Sunday, December 18, 2011

Stop reporting index returns without including dividends

It is frustrating to see sloppy financial reporting, particularly from professionals. Here is an example.
Reuters: The benchmark S&P 500 index is down about 3 percent for the year and would need to climb above 1,257.64 in order to end higher for the year.
Another example from Bespoke Investment Group:

Wrong. S&P 500 is down 1% not 3% because we had 2% worth of dividends this year. 2% may not seem like much, but to put things in perspective, the 10-year treasury yield is 1.85% and the 5-year treasury yield is 0.8%.  Dividend can not be ignored for a developed economy like the US, particularly when comparing returns with emerging market nations such as Namibia.
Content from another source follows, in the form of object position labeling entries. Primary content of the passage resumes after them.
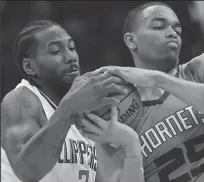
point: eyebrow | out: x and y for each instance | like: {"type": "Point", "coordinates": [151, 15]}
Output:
{"type": "Point", "coordinates": [176, 23]}
{"type": "Point", "coordinates": [59, 41]}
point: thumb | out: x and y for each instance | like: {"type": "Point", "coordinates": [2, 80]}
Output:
{"type": "Point", "coordinates": [114, 114]}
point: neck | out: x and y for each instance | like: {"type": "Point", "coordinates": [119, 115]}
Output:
{"type": "Point", "coordinates": [55, 92]}
{"type": "Point", "coordinates": [163, 66]}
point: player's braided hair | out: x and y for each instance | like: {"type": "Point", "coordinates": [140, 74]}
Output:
{"type": "Point", "coordinates": [26, 41]}
{"type": "Point", "coordinates": [133, 14]}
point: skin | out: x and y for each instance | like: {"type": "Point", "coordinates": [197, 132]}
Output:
{"type": "Point", "coordinates": [158, 26]}
{"type": "Point", "coordinates": [154, 55]}
{"type": "Point", "coordinates": [32, 142]}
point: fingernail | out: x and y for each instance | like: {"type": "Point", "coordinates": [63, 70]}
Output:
{"type": "Point", "coordinates": [125, 91]}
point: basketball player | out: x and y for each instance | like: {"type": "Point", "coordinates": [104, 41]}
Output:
{"type": "Point", "coordinates": [39, 139]}
{"type": "Point", "coordinates": [171, 126]}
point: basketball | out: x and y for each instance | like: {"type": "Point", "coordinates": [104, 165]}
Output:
{"type": "Point", "coordinates": [128, 109]}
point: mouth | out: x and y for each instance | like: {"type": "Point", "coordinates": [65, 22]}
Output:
{"type": "Point", "coordinates": [173, 44]}
{"type": "Point", "coordinates": [73, 72]}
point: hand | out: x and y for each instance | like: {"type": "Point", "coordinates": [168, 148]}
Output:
{"type": "Point", "coordinates": [112, 132]}
{"type": "Point", "coordinates": [90, 91]}
{"type": "Point", "coordinates": [137, 76]}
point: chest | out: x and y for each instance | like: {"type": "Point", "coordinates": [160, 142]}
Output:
{"type": "Point", "coordinates": [167, 125]}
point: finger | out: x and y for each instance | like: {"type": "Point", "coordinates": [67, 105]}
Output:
{"type": "Point", "coordinates": [114, 114]}
{"type": "Point", "coordinates": [115, 89]}
{"type": "Point", "coordinates": [112, 79]}
{"type": "Point", "coordinates": [88, 126]}
{"type": "Point", "coordinates": [89, 135]}
{"type": "Point", "coordinates": [103, 69]}
{"type": "Point", "coordinates": [97, 120]}
{"type": "Point", "coordinates": [116, 71]}
{"type": "Point", "coordinates": [99, 78]}
{"type": "Point", "coordinates": [110, 101]}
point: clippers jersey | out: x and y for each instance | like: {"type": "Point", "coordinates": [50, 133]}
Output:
{"type": "Point", "coordinates": [77, 162]}
{"type": "Point", "coordinates": [172, 137]}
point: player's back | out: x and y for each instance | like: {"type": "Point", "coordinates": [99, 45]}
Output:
{"type": "Point", "coordinates": [172, 138]}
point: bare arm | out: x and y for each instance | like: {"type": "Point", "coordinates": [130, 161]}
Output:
{"type": "Point", "coordinates": [33, 144]}
{"type": "Point", "coordinates": [32, 150]}
{"type": "Point", "coordinates": [190, 92]}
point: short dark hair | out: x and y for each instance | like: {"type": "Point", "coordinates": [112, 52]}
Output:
{"type": "Point", "coordinates": [135, 12]}
{"type": "Point", "coordinates": [26, 40]}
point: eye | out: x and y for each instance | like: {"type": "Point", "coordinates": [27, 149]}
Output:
{"type": "Point", "coordinates": [158, 27]}
{"type": "Point", "coordinates": [55, 52]}
{"type": "Point", "coordinates": [72, 48]}
{"type": "Point", "coordinates": [178, 31]}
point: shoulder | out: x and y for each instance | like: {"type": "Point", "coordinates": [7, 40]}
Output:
{"type": "Point", "coordinates": [20, 101]}
{"type": "Point", "coordinates": [196, 63]}
{"type": "Point", "coordinates": [195, 68]}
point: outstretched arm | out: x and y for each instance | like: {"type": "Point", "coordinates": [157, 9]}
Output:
{"type": "Point", "coordinates": [33, 142]}
{"type": "Point", "coordinates": [191, 93]}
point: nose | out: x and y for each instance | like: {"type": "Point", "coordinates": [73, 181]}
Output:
{"type": "Point", "coordinates": [171, 33]}
{"type": "Point", "coordinates": [69, 57]}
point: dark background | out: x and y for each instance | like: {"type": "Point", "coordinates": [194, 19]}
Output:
{"type": "Point", "coordinates": [96, 27]}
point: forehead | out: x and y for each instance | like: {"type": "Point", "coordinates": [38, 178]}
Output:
{"type": "Point", "coordinates": [159, 11]}
{"type": "Point", "coordinates": [52, 34]}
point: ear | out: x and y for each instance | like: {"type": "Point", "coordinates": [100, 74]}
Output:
{"type": "Point", "coordinates": [130, 40]}
{"type": "Point", "coordinates": [29, 66]}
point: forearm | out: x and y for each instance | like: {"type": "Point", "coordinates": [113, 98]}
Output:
{"type": "Point", "coordinates": [190, 92]}
{"type": "Point", "coordinates": [42, 152]}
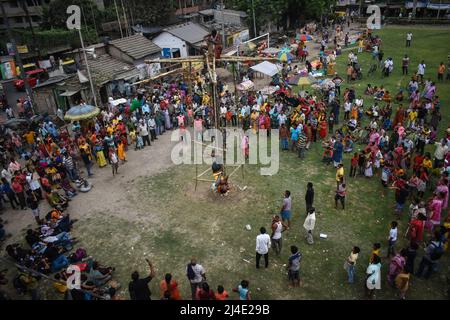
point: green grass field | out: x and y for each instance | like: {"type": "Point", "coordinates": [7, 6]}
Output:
{"type": "Point", "coordinates": [185, 223]}
{"type": "Point", "coordinates": [213, 228]}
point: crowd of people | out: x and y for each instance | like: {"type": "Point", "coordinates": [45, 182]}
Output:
{"type": "Point", "coordinates": [43, 164]}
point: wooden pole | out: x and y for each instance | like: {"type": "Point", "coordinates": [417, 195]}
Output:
{"type": "Point", "coordinates": [202, 59]}
{"type": "Point", "coordinates": [190, 77]}
{"type": "Point", "coordinates": [196, 177]}
{"type": "Point", "coordinates": [158, 76]}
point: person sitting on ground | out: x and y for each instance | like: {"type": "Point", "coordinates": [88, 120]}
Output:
{"type": "Point", "coordinates": [369, 90]}
{"type": "Point", "coordinates": [204, 293]}
{"type": "Point", "coordinates": [54, 199]}
{"type": "Point", "coordinates": [399, 97]}
{"type": "Point", "coordinates": [327, 157]}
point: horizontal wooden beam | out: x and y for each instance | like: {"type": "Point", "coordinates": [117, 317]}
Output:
{"type": "Point", "coordinates": [158, 76]}
{"type": "Point", "coordinates": [202, 59]}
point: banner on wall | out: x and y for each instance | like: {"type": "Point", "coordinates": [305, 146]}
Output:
{"type": "Point", "coordinates": [22, 49]}
{"type": "Point", "coordinates": [45, 64]}
{"type": "Point", "coordinates": [8, 70]}
{"type": "Point", "coordinates": [10, 49]}
{"type": "Point", "coordinates": [196, 66]}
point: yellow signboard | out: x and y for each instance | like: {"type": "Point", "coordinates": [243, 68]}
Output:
{"type": "Point", "coordinates": [22, 49]}
{"type": "Point", "coordinates": [196, 66]}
Dividend yield is also a good indicator of the relative value of equities in a developed economy. In fact the two percent can be viewed as another bullish indicator. The chart below shows the ratio of the S&P500 dividend yield to the 10-year treasury yield over time - we are near recent highs.This makes high dividend stocks particularly attractive.

Ratio: (S&P500 dividend yield)/(10-year treasury yield)
Some may argue that treasuries are overpriced thus distorting this ratio, but it is highly unlikely that treasuries will sell off significantly in the near term without a rally in equities.

So to all the financial journalists out there, please do your homework when reporting/comparing index returns.  In a slow growth, low rate environment like we have in the US, dividends can be a major component of stock returns and represent cash in shareholders pockets.